Born in Tokyo in 1937, Yoshio Taniguchi is one of Japan’s most celebrated architects known for his sleek structures that champion minimalism over ostentatious design. The son of Yoshiro Taniguchi, a prominent member of the modern architecture movement in Japan, Taniguchi earned his undergraduate degree in mechanical engineering at Keio University, Tokyo, and then studied architecture at Harvard University’s Graduate School of Design in 1964. After graduating from Harvard, Taniguchi returned to Japan in 1965 to apprentice under Kenzo Tange, one of the most influential figures of Japanese 20th-century architecture. In 1979 Taniguchi established his own practice, Taniguchi and Associates, and went on to complete his breakthrough work just four years later – the Ken Domon Museum of Photography, Japan’s first dedicated photography museum.

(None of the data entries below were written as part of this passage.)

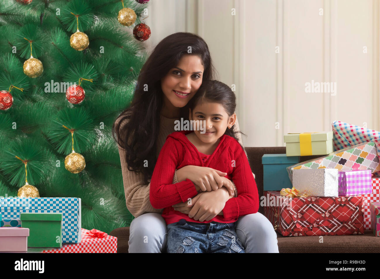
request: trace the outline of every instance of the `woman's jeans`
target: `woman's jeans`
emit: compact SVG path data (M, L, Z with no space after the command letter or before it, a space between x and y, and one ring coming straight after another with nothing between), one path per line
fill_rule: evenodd
M277 235L260 213L240 217L235 230L245 253L278 253ZM133 219L130 227L129 253L166 252L166 224L160 213L147 213Z
M168 253L244 253L234 223L197 223L181 219L167 226Z

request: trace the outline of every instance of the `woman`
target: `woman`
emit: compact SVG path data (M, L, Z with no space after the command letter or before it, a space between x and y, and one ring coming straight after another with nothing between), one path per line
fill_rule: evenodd
M135 217L130 228L130 253L165 252L166 224L161 215L162 210L150 203L148 180L166 136L175 131L174 121L188 119L186 105L202 80L213 79L214 75L209 51L203 39L185 32L170 35L157 44L144 64L131 106L114 124L127 206ZM235 126L238 130L237 119ZM187 166L176 171L173 183L188 179L196 185L203 183L214 189L222 175L210 168ZM222 187L200 193L191 207L186 203L173 207L202 221L201 216L211 219L222 211L230 198L226 188ZM276 234L263 214L240 217L236 231L246 252L278 252Z

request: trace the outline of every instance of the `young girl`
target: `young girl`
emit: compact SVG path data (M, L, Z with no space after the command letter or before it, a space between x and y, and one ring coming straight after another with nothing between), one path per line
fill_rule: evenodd
M188 106L189 119L204 121L206 131L200 131L197 125L193 131L175 132L161 149L150 181L150 200L154 208L165 208L162 216L167 225L169 253L244 252L234 222L241 216L257 212L259 199L247 156L233 132L235 100L228 85L204 81ZM199 216L195 206L188 215L174 210L172 206L179 202L189 200L191 204L199 191L215 189L188 179L172 184L176 170L188 165L224 172L234 183L238 196L229 199L212 219ZM218 188L225 186L221 183Z

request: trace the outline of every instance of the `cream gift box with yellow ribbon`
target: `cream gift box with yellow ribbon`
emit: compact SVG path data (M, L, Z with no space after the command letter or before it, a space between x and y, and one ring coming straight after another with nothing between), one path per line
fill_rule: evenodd
M332 131L284 135L287 156L326 155L332 152Z

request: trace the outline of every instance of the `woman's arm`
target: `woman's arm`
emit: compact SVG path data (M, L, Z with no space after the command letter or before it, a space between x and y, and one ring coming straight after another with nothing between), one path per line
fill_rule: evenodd
M119 119L117 120L116 121L117 124L119 121ZM127 121L124 120L122 125L125 125ZM128 142L130 143L130 142ZM128 210L135 218L149 212L162 213L162 209L155 208L149 201L150 183L144 184L144 175L142 173L136 173L128 169L126 161L127 152L119 144L117 146L121 164L125 203ZM173 183L175 183L178 182L176 171Z
M161 149L150 180L150 200L155 208L163 208L186 201L198 194L190 179L172 183L182 148L177 140L168 137Z

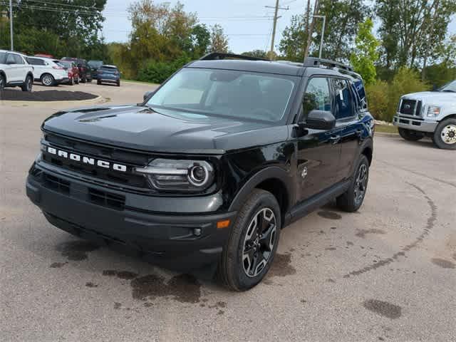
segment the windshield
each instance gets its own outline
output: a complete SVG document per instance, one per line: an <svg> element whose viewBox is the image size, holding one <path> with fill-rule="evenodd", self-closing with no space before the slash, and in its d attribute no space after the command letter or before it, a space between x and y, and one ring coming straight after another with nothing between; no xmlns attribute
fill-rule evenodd
<svg viewBox="0 0 456 342"><path fill-rule="evenodd" d="M450 82L440 89L440 91L452 91L456 93L456 81Z"/></svg>
<svg viewBox="0 0 456 342"><path fill-rule="evenodd" d="M87 63L88 66L93 69L98 69L103 66L103 61L89 61Z"/></svg>
<svg viewBox="0 0 456 342"><path fill-rule="evenodd" d="M147 103L210 115L271 122L285 113L298 78L226 70L184 68Z"/></svg>

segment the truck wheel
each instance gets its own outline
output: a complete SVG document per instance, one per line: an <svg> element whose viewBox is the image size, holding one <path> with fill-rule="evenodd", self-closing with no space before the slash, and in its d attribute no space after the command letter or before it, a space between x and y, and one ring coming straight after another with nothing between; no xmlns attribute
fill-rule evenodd
<svg viewBox="0 0 456 342"><path fill-rule="evenodd" d="M269 270L279 245L281 218L276 197L255 189L232 227L218 274L233 291L258 284Z"/></svg>
<svg viewBox="0 0 456 342"><path fill-rule="evenodd" d="M21 86L21 89L22 89L22 91L31 91L31 89L33 86L33 78L28 75L26 78L26 81L24 83L24 84Z"/></svg>
<svg viewBox="0 0 456 342"><path fill-rule="evenodd" d="M358 160L353 179L350 187L337 197L337 206L348 212L356 212L363 204L369 180L369 161L362 155Z"/></svg>
<svg viewBox="0 0 456 342"><path fill-rule="evenodd" d="M56 83L53 76L50 73L45 73L43 75L40 81L41 81L41 83L43 83L43 86L46 87L53 86Z"/></svg>
<svg viewBox="0 0 456 342"><path fill-rule="evenodd" d="M5 78L3 75L0 74L0 91L3 90L5 88L6 81L5 81Z"/></svg>
<svg viewBox="0 0 456 342"><path fill-rule="evenodd" d="M456 119L450 118L439 123L433 141L439 148L456 150Z"/></svg>
<svg viewBox="0 0 456 342"><path fill-rule="evenodd" d="M405 128L398 128L398 130L399 131L399 135L408 141L418 141L425 137L423 133L416 130L406 130Z"/></svg>

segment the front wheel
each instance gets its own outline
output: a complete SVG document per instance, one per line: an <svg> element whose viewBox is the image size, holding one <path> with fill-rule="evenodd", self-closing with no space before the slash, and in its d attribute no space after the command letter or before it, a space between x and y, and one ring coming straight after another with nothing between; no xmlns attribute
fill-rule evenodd
<svg viewBox="0 0 456 342"><path fill-rule="evenodd" d="M24 83L22 86L21 87L21 89L22 89L22 91L31 92L33 86L33 78L30 75L28 75L26 78L26 81Z"/></svg>
<svg viewBox="0 0 456 342"><path fill-rule="evenodd" d="M416 130L406 130L405 128L398 128L399 135L408 141L418 141L425 137L421 132Z"/></svg>
<svg viewBox="0 0 456 342"><path fill-rule="evenodd" d="M438 124L432 141L445 150L456 150L456 119L444 120Z"/></svg>
<svg viewBox="0 0 456 342"><path fill-rule="evenodd" d="M364 155L358 160L355 173L350 187L337 197L337 206L348 212L357 211L363 204L369 180L369 161Z"/></svg>
<svg viewBox="0 0 456 342"><path fill-rule="evenodd" d="M219 276L233 291L246 291L267 274L279 245L280 207L270 192L255 189L246 201L223 249Z"/></svg>

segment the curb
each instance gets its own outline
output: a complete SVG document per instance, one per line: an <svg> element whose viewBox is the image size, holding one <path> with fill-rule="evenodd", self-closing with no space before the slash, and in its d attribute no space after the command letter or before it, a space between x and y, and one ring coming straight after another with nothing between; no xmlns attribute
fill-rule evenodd
<svg viewBox="0 0 456 342"><path fill-rule="evenodd" d="M13 101L9 100L0 100L0 105L85 105L91 104L105 100L103 96L98 95L90 100L71 100L71 101Z"/></svg>

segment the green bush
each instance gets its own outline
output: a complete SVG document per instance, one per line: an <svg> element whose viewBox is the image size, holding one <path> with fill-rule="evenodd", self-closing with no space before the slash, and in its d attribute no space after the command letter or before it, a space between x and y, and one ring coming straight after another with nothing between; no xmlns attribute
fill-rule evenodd
<svg viewBox="0 0 456 342"><path fill-rule="evenodd" d="M190 61L190 59L186 56L182 56L172 62L149 60L138 71L138 81L162 83Z"/></svg>
<svg viewBox="0 0 456 342"><path fill-rule="evenodd" d="M377 80L366 87L369 110L375 119L390 122L402 95L428 89L418 72L400 68L390 83Z"/></svg>

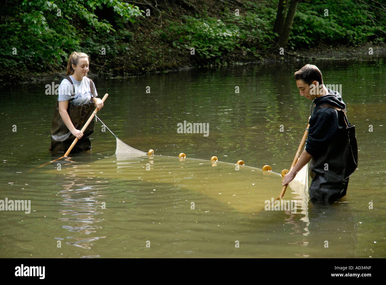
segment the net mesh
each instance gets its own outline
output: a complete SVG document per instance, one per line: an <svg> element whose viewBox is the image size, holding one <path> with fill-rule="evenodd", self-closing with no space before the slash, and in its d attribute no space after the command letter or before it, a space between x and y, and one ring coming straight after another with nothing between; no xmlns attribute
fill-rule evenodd
<svg viewBox="0 0 386 285"><path fill-rule="evenodd" d="M147 155L147 153L138 150L134 148L132 148L128 144L126 144L119 139L115 137L117 139L117 148L115 149L115 154L118 156L124 156L125 157L138 157Z"/></svg>
<svg viewBox="0 0 386 285"><path fill-rule="evenodd" d="M107 129L110 131L110 132L113 134L113 135L115 137L117 140L117 148L115 148L115 155L118 158L118 160L124 159L127 158L132 158L136 157L140 157L144 155L147 155L147 154L144 151L138 150L134 148L132 148L128 144L124 142L115 136L114 133L111 131L111 130L108 128L108 127L104 123L102 122L102 120L99 119L96 115L95 115L95 120L99 120L103 125L107 128Z"/></svg>

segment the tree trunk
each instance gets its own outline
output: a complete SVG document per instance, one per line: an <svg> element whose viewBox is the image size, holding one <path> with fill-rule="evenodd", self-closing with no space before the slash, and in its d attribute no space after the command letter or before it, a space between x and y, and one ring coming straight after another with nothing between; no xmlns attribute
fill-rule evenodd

Following this award-winning project, Taniguchi worked on several other major museum commissions including the Marugame Genichiro-Inokuma Museum of Contemporary Art, Marugame, Japan (1991); the Toyota Municipal Museum of Art, Toyota, Japan (1995); and the Gallery of Horyuji Treasures at Tokyo National Museum, Japan (1999). In 1997 he won a competition to redesign the Museum of Modern Art (MoMA), New York, beating out several other top contenders including Rem Koolhaas and Herzog de Meuron. Completed in 2004, the MoMA redesign marked Taniguchi’s first building project outside of Japan. More recent projects include the Asia House for the Texas branch of the Asia Society (2011); the Novartis Headquarters in Basel, Switzerland (2010); and the Heisei Chishinkan Wing, the Kyoto National Museum, Japan (2014).